COVID-19: New data shows business closures spiked 130 percent in 2020

COVID-19's impact has been laid bare, with new data showing business closures spiked by nearly 130 percent towards the end of 2020.  

Between September and November 2020, more than 16,234 businesses closed for good. That's compared to 7,154 in the same period in 2019.

A pause in the wage subsidy and a lack of international tourists are to blame - and there's a warning - it could get worse.

Wellington street-food restaurant Plant Blazed survived alert level 4 - but it couldn't survive 2020.

"We were burned out, we were trying our best to keep a business going on a day by day schedule," Plant Blazed owner Saije McLeod told Newshub.

The wage subsidy and the post-lockdown customer support weren't enough for McLeod.

"What was hard became extremely hard."

In October, Plant Blazed shut for good.

"I guess it was in some ways a relief, and other ways pretty devastating to lose a lot of work," McLeod said.

It was one of the many businesses that closed between September and November last year. 

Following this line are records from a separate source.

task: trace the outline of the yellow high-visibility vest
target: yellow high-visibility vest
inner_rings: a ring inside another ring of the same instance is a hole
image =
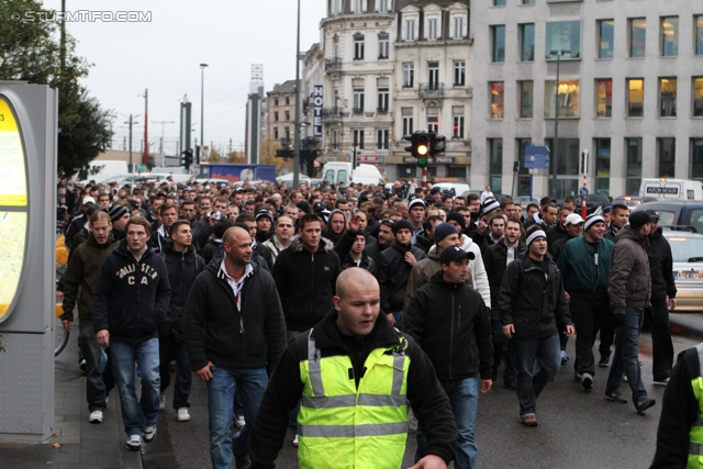
[[[689,464],[687,469],[703,468],[703,344],[695,346],[699,353],[699,376],[691,380],[693,394],[699,401],[699,414],[689,433]]]
[[[310,332],[312,334],[312,331]],[[301,469],[400,468],[408,437],[408,339],[372,350],[357,389],[347,356],[322,358],[308,336],[298,414]]]

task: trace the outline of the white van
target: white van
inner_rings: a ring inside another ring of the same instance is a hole
[[[643,179],[639,197],[657,200],[703,200],[703,183],[688,179]]]
[[[332,161],[326,163],[322,168],[323,178],[327,178],[330,183],[348,185],[349,182],[362,185],[382,185],[383,176],[373,165],[357,165],[356,169],[352,169],[350,163]]]

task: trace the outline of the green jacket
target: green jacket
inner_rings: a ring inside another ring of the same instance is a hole
[[[98,281],[98,273],[102,261],[118,247],[120,242],[114,241],[112,235],[105,244],[98,244],[93,235],[81,243],[71,253],[68,267],[64,275],[64,314],[60,319],[74,321],[74,308],[78,299],[78,288],[80,287],[80,300],[78,303],[78,317],[81,320],[92,320],[92,290]]]
[[[567,242],[557,259],[563,289],[571,297],[602,299],[607,295],[607,279],[615,244],[602,238],[598,245],[598,260],[585,235]]]

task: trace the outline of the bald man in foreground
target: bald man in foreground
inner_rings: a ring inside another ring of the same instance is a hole
[[[457,427],[427,356],[380,315],[380,289],[353,267],[337,278],[334,309],[292,339],[276,365],[252,436],[252,468],[274,468],[288,413],[302,400],[301,468],[400,468],[408,403],[427,435],[427,456],[413,469],[444,469]]]
[[[222,263],[211,263],[190,290],[183,335],[192,369],[208,382],[212,467],[231,469],[234,457],[236,468],[248,468],[250,425],[286,346],[286,324],[274,278],[252,265],[249,233],[231,227],[222,245]],[[246,425],[233,437],[235,392]]]

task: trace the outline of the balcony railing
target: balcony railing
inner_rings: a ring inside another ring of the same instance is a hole
[[[422,98],[442,98],[444,96],[444,83],[420,83],[420,96]]]
[[[322,110],[322,120],[331,121],[342,119],[342,108],[325,108]]]
[[[338,70],[342,68],[342,57],[325,59],[325,70]]]

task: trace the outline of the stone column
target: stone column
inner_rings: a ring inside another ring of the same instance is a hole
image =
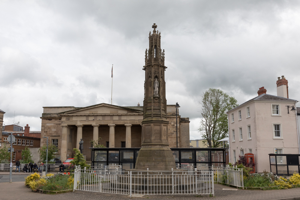
[[[115,148],[115,124],[108,124],[110,126],[110,148]]]
[[[99,125],[96,124],[92,126],[94,127],[94,132],[93,133],[93,140],[97,142],[99,138]]]
[[[76,125],[77,127],[77,140],[76,142],[76,148],[78,149],[79,148],[79,142],[80,139],[82,138],[82,125]]]
[[[131,127],[132,124],[124,124],[126,127],[126,148],[131,148]]]
[[[62,124],[62,146],[60,151],[60,160],[63,162],[67,160],[67,140],[68,136],[68,125]]]
[[[68,127],[68,133],[67,136],[67,159],[68,159],[68,154],[69,154],[69,158],[72,157],[72,151],[73,151],[73,129],[74,127],[71,126]],[[62,161],[64,162],[64,160],[62,160]]]

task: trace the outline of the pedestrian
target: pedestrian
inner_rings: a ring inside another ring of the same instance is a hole
[[[35,171],[36,172],[38,171],[38,165],[37,164],[37,163],[35,163],[33,165],[33,167],[32,167],[32,169],[33,169],[34,172],[35,169]]]
[[[18,159],[18,160],[16,161],[16,172],[15,172],[16,173],[17,173],[17,169],[18,169],[19,170],[19,173],[20,173],[20,161],[19,161],[20,159]]]
[[[42,171],[43,170],[43,168],[41,167],[43,166],[44,165],[44,163],[43,163],[43,162],[41,162],[40,164],[40,167],[38,168],[38,172],[39,172],[40,173],[42,172]]]
[[[31,162],[28,163],[28,170],[29,172],[32,172],[32,167],[33,167],[33,164]]]
[[[24,167],[23,168],[23,171],[24,171],[24,172],[28,172],[28,168],[27,167],[27,165],[26,164]]]
[[[59,166],[59,172],[61,172],[62,171],[63,173],[64,171],[64,166],[63,164],[61,164]]]

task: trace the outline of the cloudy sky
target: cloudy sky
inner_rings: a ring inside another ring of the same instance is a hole
[[[240,104],[277,77],[300,100],[300,3],[274,1],[0,0],[4,123],[40,130],[43,106],[142,105],[154,23],[165,49],[166,97],[197,129],[200,95],[220,88]]]

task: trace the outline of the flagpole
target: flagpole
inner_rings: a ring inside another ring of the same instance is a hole
[[[112,97],[111,101],[110,102],[110,104],[112,105],[112,67],[113,67],[113,64],[112,67]]]

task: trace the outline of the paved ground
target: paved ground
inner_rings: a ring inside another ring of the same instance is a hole
[[[0,172],[1,176],[7,176],[6,173]],[[13,173],[14,177],[23,179],[25,173]],[[26,173],[28,175],[29,173]],[[9,172],[8,177],[9,181]],[[76,191],[57,195],[48,195],[42,193],[34,193],[24,184],[24,181],[14,182],[13,183],[0,183],[0,200],[26,200],[38,199],[39,200],[50,200],[56,199],[128,199],[129,197],[127,195],[114,195],[99,193]],[[300,188],[286,190],[273,190],[261,191],[243,190],[223,190],[223,189],[235,189],[235,188],[225,186],[218,184],[214,184],[215,197],[201,196],[201,197],[195,195],[149,195],[142,197],[133,197],[136,199],[152,199],[172,200],[280,200],[286,199],[300,199]]]

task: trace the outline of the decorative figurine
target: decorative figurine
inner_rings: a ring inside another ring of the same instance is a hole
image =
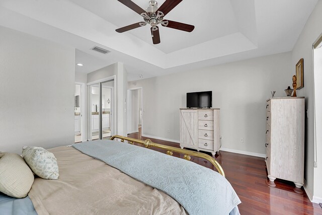
[[[293,97],[296,97],[296,79],[297,79],[297,78],[296,78],[296,76],[295,76],[295,75],[293,76],[293,78],[292,79],[293,80],[293,85],[292,85],[293,86],[293,89],[294,90],[292,96]]]
[[[287,87],[287,89],[284,90],[284,91],[286,93],[286,96],[291,96],[292,95],[292,93],[293,93],[293,89],[291,89],[291,87],[288,86]]]
[[[271,94],[272,94],[272,98],[274,98],[274,95],[275,95],[275,93],[276,92],[276,91],[271,91]]]

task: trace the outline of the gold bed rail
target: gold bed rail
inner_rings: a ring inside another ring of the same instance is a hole
[[[212,164],[215,168],[218,170],[218,172],[223,177],[225,176],[225,173],[223,172],[222,168],[218,162],[214,158],[209,156],[204,153],[200,152],[191,151],[190,150],[184,150],[180,148],[177,148],[176,147],[170,147],[169,146],[163,145],[162,144],[156,144],[152,142],[149,139],[146,139],[145,140],[141,140],[140,139],[135,139],[131,137],[127,137],[123,136],[120,136],[118,135],[115,135],[111,137],[111,140],[113,140],[115,138],[120,139],[121,142],[124,142],[124,140],[127,140],[128,142],[130,144],[132,144],[134,142],[136,142],[142,145],[144,145],[145,148],[149,148],[150,147],[155,147],[156,148],[162,149],[167,150],[167,154],[170,156],[172,156],[173,152],[177,152],[178,153],[181,153],[184,154],[183,158],[187,161],[190,161],[191,159],[190,156],[198,157],[199,158],[203,158],[208,161]]]

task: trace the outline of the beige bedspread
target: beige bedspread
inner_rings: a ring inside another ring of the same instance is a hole
[[[186,214],[166,193],[72,147],[48,151],[57,159],[59,178],[35,178],[29,196],[39,215]]]

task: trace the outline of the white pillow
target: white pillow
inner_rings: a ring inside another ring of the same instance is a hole
[[[0,154],[0,191],[16,198],[24,198],[34,179],[31,170],[19,155]]]
[[[37,147],[24,147],[22,157],[34,173],[45,179],[58,179],[58,166],[54,154]]]

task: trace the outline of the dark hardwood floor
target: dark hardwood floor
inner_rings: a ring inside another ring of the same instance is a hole
[[[128,136],[139,138],[138,133]],[[142,137],[141,139],[147,138]],[[160,144],[179,148],[179,144],[150,138]],[[166,153],[158,149],[151,149]],[[211,156],[211,153],[207,153]],[[183,155],[174,153],[174,156]],[[311,203],[305,191],[296,188],[292,182],[276,179],[276,187],[268,186],[264,158],[221,152],[216,156],[242,203],[238,205],[240,214],[321,214],[322,208],[318,204]],[[192,157],[192,161],[213,169],[207,161]]]

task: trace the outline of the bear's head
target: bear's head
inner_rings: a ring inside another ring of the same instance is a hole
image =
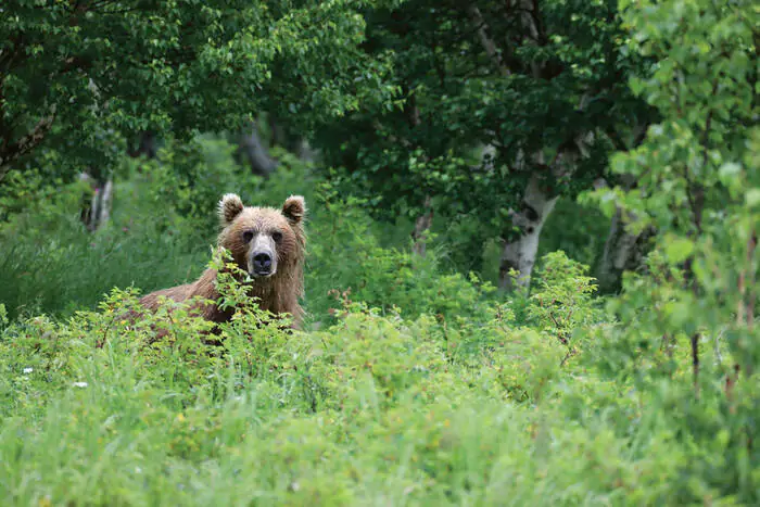
[[[302,276],[305,214],[301,195],[291,195],[276,210],[244,206],[238,195],[228,193],[219,202],[218,244],[255,282]]]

Dot Loves Data's government director Justin Lester says the wage subsidy was a lifeline that held off the inevitable.

"We saw a large number of businesses that came to a close at the end of the wage subsidy period, and what that's showing is business resilience is stronger when the wage subsidies in place and once that's gone, that leads to closures," Lester told Newshub.

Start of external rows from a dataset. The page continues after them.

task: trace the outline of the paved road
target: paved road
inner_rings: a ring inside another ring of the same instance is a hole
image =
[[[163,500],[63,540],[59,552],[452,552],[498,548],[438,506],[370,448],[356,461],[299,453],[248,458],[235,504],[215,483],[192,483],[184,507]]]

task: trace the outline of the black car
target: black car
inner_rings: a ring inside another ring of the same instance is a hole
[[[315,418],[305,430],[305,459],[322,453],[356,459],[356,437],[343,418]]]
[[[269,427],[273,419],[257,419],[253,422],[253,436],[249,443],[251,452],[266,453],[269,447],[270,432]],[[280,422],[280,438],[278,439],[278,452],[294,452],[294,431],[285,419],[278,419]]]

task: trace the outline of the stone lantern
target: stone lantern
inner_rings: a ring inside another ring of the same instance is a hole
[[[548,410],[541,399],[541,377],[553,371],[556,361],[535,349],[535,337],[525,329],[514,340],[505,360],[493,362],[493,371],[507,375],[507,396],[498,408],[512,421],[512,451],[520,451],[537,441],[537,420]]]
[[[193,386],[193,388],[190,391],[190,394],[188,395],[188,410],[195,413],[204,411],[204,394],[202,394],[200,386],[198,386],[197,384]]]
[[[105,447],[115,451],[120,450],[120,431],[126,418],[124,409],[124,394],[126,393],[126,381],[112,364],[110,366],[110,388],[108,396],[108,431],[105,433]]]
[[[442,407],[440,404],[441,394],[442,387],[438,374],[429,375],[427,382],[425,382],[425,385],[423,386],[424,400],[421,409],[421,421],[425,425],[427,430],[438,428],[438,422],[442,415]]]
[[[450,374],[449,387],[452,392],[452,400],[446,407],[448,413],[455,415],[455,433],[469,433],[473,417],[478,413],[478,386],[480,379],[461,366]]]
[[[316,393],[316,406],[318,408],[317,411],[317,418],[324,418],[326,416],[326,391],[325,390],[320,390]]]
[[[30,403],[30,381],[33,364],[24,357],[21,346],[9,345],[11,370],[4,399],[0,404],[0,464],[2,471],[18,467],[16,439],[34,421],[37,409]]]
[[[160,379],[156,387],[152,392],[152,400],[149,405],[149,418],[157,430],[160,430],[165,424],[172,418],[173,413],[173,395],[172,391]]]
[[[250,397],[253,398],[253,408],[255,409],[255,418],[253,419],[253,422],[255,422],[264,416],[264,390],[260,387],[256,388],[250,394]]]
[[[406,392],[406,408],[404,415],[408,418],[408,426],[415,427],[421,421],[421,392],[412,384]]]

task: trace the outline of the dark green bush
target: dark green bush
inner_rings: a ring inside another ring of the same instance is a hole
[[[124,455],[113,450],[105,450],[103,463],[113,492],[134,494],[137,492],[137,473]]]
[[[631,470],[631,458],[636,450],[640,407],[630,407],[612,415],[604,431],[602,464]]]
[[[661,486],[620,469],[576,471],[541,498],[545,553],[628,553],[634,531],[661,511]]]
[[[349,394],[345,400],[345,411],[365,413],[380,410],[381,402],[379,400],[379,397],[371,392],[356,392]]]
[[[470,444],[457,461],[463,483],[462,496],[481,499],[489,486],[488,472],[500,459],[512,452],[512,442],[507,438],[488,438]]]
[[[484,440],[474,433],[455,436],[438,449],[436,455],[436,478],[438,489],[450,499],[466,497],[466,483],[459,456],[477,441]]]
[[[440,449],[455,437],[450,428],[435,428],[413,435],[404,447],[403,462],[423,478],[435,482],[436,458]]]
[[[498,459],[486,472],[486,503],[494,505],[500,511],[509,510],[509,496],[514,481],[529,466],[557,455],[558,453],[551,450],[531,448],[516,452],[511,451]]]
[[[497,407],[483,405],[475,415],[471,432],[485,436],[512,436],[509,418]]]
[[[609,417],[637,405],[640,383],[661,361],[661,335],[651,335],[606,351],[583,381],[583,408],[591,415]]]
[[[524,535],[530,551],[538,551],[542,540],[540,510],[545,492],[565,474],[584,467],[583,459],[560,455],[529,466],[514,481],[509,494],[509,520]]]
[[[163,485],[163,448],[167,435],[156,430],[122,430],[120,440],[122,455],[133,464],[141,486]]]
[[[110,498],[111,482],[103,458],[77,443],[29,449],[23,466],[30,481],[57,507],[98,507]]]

The worst affected regions - tourist hotspots like Westland and Queenstown.

An initial burst of homegrown aid nothing compared to the international influx they need.

"I'm getting businesses contacting me daily telling me they can't go on any further. This will take years if not decades to recover from," Queenstown Mayor Jim Boult told Newshub.

But there's a warning it could get worse: during the Global Financial Crisis, business closures peaked at nearly 21,000 between July and September 2011. That was more than three years after the initial shock.

ANZ chief economist Sharon Zollner says for many sectors the pain won't have been felt yet.

We actually had a period last year where insolvencies were unusually low, which is quite a strange thing to happen when you get a negative shock. But now, nearly a year on we are unfortunately seeing some chickens come home to roost," Zollner said.

Despite the difficulty, Dot Loves Data says new businesses were up by 28 percent.

And that includes Saije McLeod - they're now a personal trainer.

A silver lining amongst the gloomy economic cloud.